Keywords: DRNTU::Science::Biological sciences::Microbiology
Issue Date: 2010
Abstract: Leukocytes in particular CD8+ T cells migration to the brain and parasite sequestration are involved in experimental cerebral malaria (ECM). We hypothesized that ECM is initiated by parasite sequestration in the brain, by adhering to endothelium and/or monocytes or macrophages. Firstly, we assessed the role of two chemokine receptors CCR2 and CCR5, in leukocyte trafficking to the brain and other organs in ECM and sequestration of infected red blood cells (iRBC). We infected CCR2-deficient mice (50% monocyte reduction) with PbAluc and treated with anti-M-CSF receptor mAb. CCR2-/- treated mice died of ECM with the same parasitemia and parasite biomass as non-treated mice. Next, we investigated the role of CCR5 in ECM. CCR5-deficient mice were as susceptible to ECM as WT mice with no difference in parasitemia and parasite accumulation. Lastly, we investigated the involvement of adhesion molecules (ICAM-1) in iRBC sequestration. Rag2-deficient and C57BL/6J mice treated with anti-ICAM-1 mAb showed an increase in parasitemia with no difference in bioluminescence imaging compared to non-treated mice.
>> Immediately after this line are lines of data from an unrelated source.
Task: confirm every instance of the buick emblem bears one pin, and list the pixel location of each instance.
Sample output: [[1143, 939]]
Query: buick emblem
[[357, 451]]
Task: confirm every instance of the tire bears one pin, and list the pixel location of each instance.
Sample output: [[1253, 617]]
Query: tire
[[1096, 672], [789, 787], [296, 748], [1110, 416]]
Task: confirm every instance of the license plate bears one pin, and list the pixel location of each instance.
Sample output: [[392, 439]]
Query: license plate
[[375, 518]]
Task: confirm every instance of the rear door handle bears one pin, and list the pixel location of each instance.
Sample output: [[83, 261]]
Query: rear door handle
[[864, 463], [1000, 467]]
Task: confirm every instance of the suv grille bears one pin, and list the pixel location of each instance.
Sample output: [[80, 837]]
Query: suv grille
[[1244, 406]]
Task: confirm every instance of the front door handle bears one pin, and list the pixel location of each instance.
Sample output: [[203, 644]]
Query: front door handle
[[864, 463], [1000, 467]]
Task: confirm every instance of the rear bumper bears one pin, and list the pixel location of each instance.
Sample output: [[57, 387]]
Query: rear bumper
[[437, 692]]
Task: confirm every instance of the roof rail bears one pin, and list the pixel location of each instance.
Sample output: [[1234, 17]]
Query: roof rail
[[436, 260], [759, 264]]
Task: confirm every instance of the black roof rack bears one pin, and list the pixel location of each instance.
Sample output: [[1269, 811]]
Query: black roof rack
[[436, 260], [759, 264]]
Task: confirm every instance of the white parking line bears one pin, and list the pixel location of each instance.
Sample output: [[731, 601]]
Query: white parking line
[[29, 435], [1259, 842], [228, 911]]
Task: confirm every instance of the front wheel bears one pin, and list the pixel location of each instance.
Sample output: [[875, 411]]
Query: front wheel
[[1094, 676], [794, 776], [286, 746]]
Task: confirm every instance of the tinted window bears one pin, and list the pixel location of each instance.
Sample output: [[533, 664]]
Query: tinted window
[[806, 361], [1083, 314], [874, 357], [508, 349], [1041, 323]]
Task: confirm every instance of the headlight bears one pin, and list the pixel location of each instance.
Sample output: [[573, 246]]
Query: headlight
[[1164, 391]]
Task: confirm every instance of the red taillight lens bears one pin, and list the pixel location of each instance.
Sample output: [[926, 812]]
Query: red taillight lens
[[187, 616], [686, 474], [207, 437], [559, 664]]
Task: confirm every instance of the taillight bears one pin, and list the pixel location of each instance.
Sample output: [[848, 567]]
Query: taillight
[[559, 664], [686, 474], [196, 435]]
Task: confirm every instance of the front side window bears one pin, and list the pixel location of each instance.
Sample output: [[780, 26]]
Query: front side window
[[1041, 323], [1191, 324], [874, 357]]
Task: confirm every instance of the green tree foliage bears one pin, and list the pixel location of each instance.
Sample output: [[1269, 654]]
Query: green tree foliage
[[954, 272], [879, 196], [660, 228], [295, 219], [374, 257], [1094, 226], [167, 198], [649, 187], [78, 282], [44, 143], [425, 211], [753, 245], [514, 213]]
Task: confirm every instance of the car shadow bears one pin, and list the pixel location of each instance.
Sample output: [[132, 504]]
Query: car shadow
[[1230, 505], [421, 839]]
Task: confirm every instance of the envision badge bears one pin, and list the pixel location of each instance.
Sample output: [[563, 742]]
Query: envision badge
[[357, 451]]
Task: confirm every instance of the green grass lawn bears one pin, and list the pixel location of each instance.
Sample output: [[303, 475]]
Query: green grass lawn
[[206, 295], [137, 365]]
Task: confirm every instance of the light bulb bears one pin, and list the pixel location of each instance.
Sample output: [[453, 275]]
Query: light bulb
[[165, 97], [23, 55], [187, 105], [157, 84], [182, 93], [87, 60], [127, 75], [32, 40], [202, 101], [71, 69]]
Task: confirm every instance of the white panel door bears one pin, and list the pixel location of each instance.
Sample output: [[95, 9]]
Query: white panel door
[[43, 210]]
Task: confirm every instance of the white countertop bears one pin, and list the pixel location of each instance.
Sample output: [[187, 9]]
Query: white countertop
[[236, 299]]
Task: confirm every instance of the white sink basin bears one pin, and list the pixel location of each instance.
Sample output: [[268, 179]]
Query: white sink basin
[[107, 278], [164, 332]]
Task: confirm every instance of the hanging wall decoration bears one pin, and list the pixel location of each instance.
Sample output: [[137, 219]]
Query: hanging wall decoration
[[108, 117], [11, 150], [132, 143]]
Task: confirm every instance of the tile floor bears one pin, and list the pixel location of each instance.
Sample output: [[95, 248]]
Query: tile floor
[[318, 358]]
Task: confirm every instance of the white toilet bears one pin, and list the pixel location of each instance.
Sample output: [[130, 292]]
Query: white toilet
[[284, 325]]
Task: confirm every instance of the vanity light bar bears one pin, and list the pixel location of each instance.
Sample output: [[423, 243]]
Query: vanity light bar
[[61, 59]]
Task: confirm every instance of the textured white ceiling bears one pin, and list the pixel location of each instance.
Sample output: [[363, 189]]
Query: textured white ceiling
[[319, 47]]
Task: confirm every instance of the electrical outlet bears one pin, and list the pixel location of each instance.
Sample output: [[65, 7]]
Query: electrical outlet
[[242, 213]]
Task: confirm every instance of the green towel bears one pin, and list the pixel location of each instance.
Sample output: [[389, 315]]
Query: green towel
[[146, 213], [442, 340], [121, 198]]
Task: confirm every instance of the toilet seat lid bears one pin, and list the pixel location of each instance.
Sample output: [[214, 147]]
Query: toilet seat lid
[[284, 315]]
These results suggest that iRBC do not adhere to monocytes and/or macrophages; CCR5 is not involved in T cells recruitment; and ICAM-1 might not be the major determinant adhesion molecule during effector phase.
URI: http://hdl.handle.net/10356/42745
Rights: Nanyang Technological University
Fulltext Permission: restricted
Fulltext Availability: With Fulltext
Appears in Collections:SBS Student Reports (FYP/IA/PA/PI)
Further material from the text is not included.